Model Selection
• Given the data set with many potential predictors we need to decide which
ones to include in out model and which ones to leave out.
• Statistical algorithms may be used to find the best set of predictors.
Common selection methods are:
• Best Subsets (All possible models)
• Forward Selection (Automatic procedure)
• Backward Elimination (Automatic procedure)
• Stepwise Selection (Automatic procedure)
Best Subsets
To consider all possible models is time consuming unless there are only a
small number of models because there are 2p possible linear regression
models and we require procedures for choosing one (or a small number) of
them.
Still difficult to choose “best” model as lots of test results will be available
giving conflicting information.
Can select the best models based on Adjusted R2, Mallows Cp, AIC or BIC.

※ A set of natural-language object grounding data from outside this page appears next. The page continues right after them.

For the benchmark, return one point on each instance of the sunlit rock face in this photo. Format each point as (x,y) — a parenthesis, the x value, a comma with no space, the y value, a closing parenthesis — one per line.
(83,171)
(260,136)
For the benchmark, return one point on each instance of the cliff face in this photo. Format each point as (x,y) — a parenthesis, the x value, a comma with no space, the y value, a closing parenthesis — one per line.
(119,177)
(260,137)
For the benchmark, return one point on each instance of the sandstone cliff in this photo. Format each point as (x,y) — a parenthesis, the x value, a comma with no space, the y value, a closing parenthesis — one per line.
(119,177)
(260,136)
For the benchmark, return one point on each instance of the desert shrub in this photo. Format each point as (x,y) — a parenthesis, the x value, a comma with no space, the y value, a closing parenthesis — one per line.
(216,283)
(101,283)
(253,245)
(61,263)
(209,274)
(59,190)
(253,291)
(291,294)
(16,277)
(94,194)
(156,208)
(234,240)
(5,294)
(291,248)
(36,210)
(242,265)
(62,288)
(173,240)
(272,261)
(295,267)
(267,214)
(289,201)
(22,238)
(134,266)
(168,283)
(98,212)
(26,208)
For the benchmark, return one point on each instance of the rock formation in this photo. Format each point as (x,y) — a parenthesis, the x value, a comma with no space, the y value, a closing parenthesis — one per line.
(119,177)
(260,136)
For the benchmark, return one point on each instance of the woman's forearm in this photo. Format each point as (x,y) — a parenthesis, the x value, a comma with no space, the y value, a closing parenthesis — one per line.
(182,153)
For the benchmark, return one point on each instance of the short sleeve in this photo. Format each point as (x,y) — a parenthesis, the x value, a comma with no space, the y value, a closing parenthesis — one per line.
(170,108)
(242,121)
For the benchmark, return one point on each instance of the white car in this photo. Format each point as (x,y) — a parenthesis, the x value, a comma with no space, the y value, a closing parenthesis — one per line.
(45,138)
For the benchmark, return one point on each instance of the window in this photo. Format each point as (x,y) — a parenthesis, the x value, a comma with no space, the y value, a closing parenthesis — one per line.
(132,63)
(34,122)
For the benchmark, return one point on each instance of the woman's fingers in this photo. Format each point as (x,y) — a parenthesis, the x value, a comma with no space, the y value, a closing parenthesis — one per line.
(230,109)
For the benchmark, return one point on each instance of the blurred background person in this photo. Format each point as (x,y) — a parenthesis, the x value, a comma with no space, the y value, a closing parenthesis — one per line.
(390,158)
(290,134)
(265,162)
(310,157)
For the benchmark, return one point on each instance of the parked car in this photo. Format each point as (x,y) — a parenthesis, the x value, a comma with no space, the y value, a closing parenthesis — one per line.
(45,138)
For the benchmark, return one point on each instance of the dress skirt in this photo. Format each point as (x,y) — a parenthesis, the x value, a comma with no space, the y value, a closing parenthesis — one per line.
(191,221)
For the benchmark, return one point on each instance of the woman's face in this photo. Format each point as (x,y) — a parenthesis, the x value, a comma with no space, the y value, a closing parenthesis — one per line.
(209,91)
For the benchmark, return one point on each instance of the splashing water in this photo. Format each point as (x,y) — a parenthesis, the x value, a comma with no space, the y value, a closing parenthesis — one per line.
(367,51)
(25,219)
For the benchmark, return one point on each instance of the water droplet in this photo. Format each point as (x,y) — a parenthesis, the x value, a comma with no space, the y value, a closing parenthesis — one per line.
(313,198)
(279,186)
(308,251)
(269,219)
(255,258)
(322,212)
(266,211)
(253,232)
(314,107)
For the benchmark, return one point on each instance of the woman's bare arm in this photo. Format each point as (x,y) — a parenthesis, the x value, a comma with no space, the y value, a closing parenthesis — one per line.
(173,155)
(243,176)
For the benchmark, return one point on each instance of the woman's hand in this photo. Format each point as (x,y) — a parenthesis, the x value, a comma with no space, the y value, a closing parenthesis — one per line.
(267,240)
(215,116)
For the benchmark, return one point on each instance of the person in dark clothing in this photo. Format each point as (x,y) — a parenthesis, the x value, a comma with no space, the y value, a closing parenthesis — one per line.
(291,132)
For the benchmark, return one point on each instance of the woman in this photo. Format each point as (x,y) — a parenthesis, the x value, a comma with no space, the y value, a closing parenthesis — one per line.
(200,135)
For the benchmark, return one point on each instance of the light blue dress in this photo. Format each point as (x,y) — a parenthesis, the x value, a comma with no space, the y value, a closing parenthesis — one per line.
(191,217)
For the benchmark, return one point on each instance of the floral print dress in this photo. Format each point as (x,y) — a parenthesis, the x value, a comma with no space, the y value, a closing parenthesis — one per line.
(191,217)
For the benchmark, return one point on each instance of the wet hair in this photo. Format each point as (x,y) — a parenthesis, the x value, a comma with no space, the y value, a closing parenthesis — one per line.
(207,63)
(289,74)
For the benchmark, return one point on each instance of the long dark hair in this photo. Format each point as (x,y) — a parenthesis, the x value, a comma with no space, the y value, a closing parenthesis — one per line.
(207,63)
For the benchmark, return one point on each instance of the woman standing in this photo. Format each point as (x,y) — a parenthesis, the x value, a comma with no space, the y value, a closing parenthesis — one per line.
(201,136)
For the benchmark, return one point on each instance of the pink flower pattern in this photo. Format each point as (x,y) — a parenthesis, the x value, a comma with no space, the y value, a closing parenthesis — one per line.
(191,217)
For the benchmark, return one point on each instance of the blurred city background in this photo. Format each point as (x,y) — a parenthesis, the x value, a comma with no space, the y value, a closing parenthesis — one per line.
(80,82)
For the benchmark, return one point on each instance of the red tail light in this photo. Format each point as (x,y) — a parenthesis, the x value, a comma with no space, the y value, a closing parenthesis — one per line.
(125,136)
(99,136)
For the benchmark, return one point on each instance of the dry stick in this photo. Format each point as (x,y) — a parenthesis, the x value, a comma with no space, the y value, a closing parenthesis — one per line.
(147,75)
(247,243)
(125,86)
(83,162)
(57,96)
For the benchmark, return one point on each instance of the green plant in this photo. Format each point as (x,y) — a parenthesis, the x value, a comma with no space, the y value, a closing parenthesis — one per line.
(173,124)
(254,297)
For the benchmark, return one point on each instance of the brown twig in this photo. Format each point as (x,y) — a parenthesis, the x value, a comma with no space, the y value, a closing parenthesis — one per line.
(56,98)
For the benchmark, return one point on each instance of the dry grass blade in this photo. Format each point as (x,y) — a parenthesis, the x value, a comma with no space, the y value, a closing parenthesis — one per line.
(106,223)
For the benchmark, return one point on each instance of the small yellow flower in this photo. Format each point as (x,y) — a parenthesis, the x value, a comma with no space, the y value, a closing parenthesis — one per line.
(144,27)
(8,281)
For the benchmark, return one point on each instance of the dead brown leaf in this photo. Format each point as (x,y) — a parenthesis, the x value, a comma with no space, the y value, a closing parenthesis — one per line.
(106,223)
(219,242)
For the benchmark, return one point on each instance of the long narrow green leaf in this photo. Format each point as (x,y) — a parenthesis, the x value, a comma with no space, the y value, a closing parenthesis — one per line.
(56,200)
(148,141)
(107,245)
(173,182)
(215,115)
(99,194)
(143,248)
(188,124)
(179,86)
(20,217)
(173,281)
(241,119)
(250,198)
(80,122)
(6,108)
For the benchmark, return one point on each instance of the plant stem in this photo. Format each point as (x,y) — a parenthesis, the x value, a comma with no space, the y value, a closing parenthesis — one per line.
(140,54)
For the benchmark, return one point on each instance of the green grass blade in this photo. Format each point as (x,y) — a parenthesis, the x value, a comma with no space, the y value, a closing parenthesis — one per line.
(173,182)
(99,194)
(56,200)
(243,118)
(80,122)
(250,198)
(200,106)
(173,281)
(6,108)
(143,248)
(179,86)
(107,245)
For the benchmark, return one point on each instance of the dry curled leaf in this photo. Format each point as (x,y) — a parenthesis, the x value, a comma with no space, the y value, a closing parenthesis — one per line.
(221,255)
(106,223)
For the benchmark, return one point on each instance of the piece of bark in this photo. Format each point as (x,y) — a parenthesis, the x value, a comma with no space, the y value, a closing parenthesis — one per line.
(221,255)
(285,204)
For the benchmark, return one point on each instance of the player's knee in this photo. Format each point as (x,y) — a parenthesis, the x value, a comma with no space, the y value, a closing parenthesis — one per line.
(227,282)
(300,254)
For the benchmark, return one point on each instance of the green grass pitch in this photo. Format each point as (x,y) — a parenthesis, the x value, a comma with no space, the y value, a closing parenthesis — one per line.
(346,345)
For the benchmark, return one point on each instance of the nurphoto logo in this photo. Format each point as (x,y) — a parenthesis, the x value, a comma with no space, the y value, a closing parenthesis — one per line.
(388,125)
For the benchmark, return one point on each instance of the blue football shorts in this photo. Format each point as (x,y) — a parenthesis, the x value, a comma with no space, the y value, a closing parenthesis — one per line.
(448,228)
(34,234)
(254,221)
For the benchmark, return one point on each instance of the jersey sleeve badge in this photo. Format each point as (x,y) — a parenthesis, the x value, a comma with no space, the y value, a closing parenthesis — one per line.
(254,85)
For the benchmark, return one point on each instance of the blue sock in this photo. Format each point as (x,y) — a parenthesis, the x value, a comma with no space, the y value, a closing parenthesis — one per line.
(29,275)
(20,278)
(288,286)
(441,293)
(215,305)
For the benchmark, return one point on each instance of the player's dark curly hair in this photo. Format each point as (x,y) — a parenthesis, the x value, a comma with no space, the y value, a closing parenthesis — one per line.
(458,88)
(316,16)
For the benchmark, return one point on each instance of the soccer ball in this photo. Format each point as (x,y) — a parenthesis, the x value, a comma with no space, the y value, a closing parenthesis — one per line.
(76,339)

Adjusted R2 is used instead of R2 because penalises for the number of
parameters and sample size.
Usually too many to manually consider all models so need an automatic
system for deciding which models to consider and in which order. Better to
use a logical procedure like forward selection, backward elimination or
stepwise, where each test is acted upon sequentially and do not ignore any
‘substantive theory’.
Forward Selection
In Step 1, the predictor which has the most significance with
the response is entered into the model.
In subsequent steps, the remaining predictors are
considered; the predictor which has the greatest effect on
R2 is added.
The algorithm stops when adding predictors no longer has a
significant effect on R2.
Backward Elimination
In Step 1, all predictors are entered into the model.
In Subsequent Steps, the predictor whose removal results in
the smallest decrease in R2 is removed.
The algorithm stops when removing predictors would result
in a significant drop in R2.
Stepwise Selection
Choose an initial model – usually the null or
maximal model.
Include the most significant variable not in the
model.
Remove the least significant variable if it is not
significant at a certain level.
Repeat last two steps until model does not change.